The simple Pythomnic execution model suggests that each request is assigned a separate thread, it is interface's responsibility to allocate a thread and launch the request processing. One possible approach is to simply create a new thread for each incoming request. This is very simple approach but also very ineffective and vulnerable to thrashing under stress load. As more requests come in, number of threads grows and with it comes the disaster. Python is not the most effective language with respect to threaded programs (to put it mildly), but under normal conditions it is compensated when the threaded code is I/O bound, as if often the case with middleware network services. Nevertheless, as the number of threads grows, the service starts thrashing and consuming resources enormously. This will eventually result in most of the requests being aborted, but such failure mode is unpredictable and most certainly not graceful. Besides, there is no resiliency guarantee, for example a Python (2.4) program under Windows can be demonstrated to repeatedly hang after having created about a thousand threads.
The number of request-processing threads thus needs to be limited, which raises the next important question - how to share a few worker threads across the abundant incoming requests. Theoretically, a pool of threads can implement a form of cooperative multitasking, where a single thread can switch between processing several requests, but this approach requires the application to be written in a very special way, not simple to understand or implement.
The default Pythomnic behavior is therefore different - each synchronous interface does indeed own a pool of threads, but a thread is assigned to a request permanently and runs it to completion. Whenever a request arrives and no worker thread is available, the request is queued up and the time it spends waiting for a free worker thread is deducted from its time to complete.

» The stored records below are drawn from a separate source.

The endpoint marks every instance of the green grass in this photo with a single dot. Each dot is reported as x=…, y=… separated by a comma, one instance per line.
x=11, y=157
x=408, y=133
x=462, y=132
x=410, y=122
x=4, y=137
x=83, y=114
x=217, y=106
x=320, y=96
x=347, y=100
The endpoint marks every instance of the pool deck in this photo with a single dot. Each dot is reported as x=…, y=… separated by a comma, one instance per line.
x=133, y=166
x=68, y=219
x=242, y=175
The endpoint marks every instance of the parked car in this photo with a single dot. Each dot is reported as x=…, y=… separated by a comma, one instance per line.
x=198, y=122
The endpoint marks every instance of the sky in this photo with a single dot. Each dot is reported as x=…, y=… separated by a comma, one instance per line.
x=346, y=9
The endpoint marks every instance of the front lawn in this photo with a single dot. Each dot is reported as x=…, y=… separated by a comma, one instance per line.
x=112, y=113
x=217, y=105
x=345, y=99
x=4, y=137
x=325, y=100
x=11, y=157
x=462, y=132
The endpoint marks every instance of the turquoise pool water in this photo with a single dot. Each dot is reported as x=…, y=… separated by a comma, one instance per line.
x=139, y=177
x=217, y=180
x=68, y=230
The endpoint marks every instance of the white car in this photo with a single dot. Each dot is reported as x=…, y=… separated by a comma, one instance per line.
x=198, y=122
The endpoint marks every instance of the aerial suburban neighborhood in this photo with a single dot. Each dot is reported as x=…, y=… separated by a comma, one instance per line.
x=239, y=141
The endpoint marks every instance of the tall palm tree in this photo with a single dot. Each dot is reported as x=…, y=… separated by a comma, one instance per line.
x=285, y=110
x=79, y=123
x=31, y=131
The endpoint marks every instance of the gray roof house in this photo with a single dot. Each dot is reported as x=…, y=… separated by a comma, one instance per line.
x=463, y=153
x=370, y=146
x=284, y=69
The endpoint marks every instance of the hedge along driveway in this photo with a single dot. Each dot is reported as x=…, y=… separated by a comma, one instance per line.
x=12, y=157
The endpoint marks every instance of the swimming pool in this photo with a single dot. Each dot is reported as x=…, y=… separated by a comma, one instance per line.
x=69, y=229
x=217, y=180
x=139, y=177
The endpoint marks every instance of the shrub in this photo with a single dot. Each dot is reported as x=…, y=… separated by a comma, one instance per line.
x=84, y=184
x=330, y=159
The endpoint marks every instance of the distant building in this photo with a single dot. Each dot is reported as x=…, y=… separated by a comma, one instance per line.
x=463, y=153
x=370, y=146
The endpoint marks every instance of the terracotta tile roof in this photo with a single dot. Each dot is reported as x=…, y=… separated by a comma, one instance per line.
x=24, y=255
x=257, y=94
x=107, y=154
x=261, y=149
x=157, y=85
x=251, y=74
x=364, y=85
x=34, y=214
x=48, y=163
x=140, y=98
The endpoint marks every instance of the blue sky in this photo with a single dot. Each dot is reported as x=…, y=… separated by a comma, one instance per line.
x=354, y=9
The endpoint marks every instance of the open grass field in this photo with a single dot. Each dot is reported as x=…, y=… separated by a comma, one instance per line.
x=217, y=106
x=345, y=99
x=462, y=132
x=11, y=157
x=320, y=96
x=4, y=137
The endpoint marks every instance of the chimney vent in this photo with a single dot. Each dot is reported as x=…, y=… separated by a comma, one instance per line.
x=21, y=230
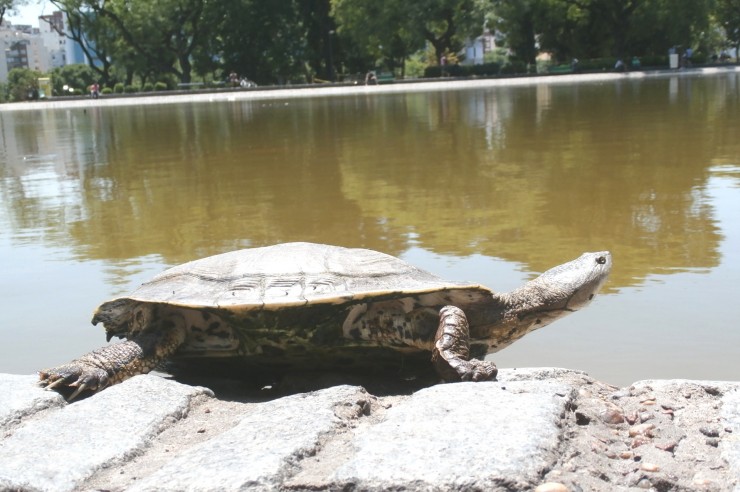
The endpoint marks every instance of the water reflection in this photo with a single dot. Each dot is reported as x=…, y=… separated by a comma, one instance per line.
x=528, y=174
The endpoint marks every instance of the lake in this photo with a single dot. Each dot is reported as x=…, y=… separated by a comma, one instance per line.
x=488, y=184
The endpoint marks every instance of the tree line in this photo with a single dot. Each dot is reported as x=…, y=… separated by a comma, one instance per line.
x=295, y=41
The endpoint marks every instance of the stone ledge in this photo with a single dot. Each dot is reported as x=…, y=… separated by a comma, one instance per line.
x=546, y=429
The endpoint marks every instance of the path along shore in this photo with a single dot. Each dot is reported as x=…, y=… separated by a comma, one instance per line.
x=293, y=92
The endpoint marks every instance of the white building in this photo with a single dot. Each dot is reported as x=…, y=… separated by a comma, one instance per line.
x=22, y=47
x=51, y=28
x=475, y=49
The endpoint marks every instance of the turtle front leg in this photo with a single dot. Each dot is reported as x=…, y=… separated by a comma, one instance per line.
x=115, y=363
x=451, y=354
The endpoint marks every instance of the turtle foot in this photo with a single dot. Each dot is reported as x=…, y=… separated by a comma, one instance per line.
x=73, y=379
x=451, y=355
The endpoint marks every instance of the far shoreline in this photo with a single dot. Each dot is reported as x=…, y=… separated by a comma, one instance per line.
x=304, y=91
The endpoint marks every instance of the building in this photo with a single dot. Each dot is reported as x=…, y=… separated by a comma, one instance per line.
x=51, y=28
x=22, y=47
x=475, y=49
x=42, y=48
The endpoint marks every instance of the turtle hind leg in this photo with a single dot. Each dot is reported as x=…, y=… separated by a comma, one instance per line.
x=451, y=354
x=112, y=364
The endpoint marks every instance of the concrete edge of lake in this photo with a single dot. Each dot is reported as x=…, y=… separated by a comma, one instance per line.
x=537, y=428
x=288, y=92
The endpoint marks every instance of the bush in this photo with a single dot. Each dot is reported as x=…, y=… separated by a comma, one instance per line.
x=79, y=76
x=514, y=67
x=23, y=84
x=484, y=70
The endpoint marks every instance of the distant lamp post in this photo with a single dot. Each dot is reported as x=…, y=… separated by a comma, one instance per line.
x=331, y=56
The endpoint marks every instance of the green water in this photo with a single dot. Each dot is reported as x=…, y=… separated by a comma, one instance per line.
x=489, y=185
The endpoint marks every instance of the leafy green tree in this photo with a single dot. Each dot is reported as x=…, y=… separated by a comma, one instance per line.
x=393, y=29
x=264, y=41
x=518, y=21
x=9, y=6
x=23, y=84
x=92, y=33
x=728, y=14
x=78, y=76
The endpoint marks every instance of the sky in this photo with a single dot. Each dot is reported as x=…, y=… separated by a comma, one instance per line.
x=29, y=14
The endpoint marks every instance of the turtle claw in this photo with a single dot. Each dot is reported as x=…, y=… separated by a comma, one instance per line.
x=78, y=378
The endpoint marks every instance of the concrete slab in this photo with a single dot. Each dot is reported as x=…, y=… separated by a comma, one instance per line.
x=464, y=436
x=21, y=397
x=66, y=447
x=263, y=449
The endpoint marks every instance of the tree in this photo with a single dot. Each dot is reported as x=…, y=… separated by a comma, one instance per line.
x=728, y=13
x=93, y=34
x=394, y=29
x=518, y=21
x=77, y=76
x=265, y=41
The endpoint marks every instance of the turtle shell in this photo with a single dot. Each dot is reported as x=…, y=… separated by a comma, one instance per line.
x=288, y=275
x=297, y=303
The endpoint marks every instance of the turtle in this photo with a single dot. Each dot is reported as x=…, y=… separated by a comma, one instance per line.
x=305, y=306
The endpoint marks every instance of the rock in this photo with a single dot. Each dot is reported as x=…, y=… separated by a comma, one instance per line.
x=458, y=436
x=261, y=450
x=69, y=445
x=534, y=429
x=551, y=487
x=23, y=398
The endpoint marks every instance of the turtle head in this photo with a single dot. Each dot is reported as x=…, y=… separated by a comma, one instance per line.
x=559, y=291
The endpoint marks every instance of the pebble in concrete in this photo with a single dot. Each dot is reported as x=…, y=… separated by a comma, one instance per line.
x=67, y=446
x=462, y=436
x=264, y=448
x=731, y=420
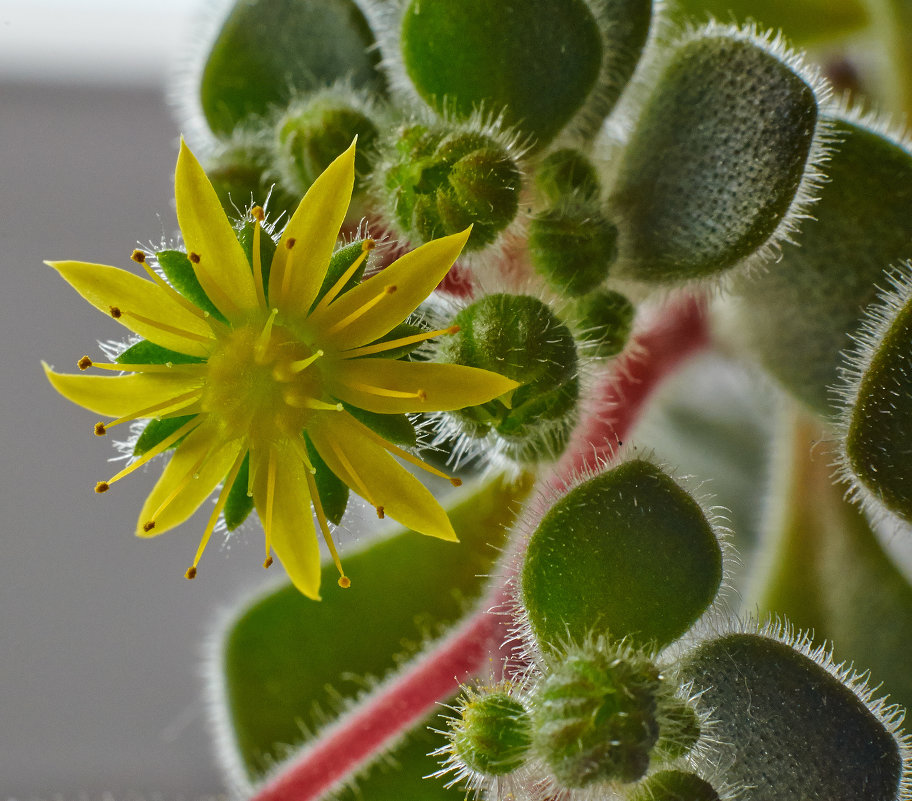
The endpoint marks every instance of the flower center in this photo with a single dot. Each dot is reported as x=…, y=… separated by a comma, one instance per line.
x=264, y=383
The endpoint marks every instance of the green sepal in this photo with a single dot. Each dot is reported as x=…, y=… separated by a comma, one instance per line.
x=396, y=428
x=157, y=430
x=715, y=161
x=628, y=553
x=145, y=352
x=764, y=691
x=179, y=271
x=267, y=249
x=285, y=656
x=339, y=262
x=239, y=504
x=798, y=315
x=333, y=491
x=269, y=50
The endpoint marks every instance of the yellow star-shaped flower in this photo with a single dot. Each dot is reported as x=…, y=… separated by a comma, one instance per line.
x=273, y=366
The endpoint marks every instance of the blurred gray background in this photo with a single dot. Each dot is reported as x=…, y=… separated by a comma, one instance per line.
x=100, y=635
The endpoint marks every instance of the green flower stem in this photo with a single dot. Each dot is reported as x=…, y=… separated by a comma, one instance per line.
x=397, y=706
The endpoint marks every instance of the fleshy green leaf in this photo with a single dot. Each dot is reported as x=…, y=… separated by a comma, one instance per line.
x=830, y=575
x=628, y=553
x=268, y=50
x=799, y=313
x=715, y=161
x=284, y=655
x=786, y=728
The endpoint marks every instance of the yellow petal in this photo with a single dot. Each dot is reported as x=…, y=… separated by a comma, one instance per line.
x=291, y=530
x=434, y=387
x=356, y=458
x=108, y=288
x=314, y=227
x=197, y=467
x=222, y=270
x=414, y=276
x=120, y=396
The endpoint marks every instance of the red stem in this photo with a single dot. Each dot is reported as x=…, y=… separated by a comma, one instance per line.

When a request finally gets to execute, and it has already spent too long waiting in a queue, it is cancelled without any processing at all.
This way, even a huge number of requests won't cause neither an overload nor a prolonged starvation, because as the load drops the queued requests get quickly cancelled and the interface returns to the norm. This also implies that the number of requests that can be executed simultaneously is limited to the number of the interface worker threads.
The described behaviour provides the graceful and predictable failure mode as well as resilience.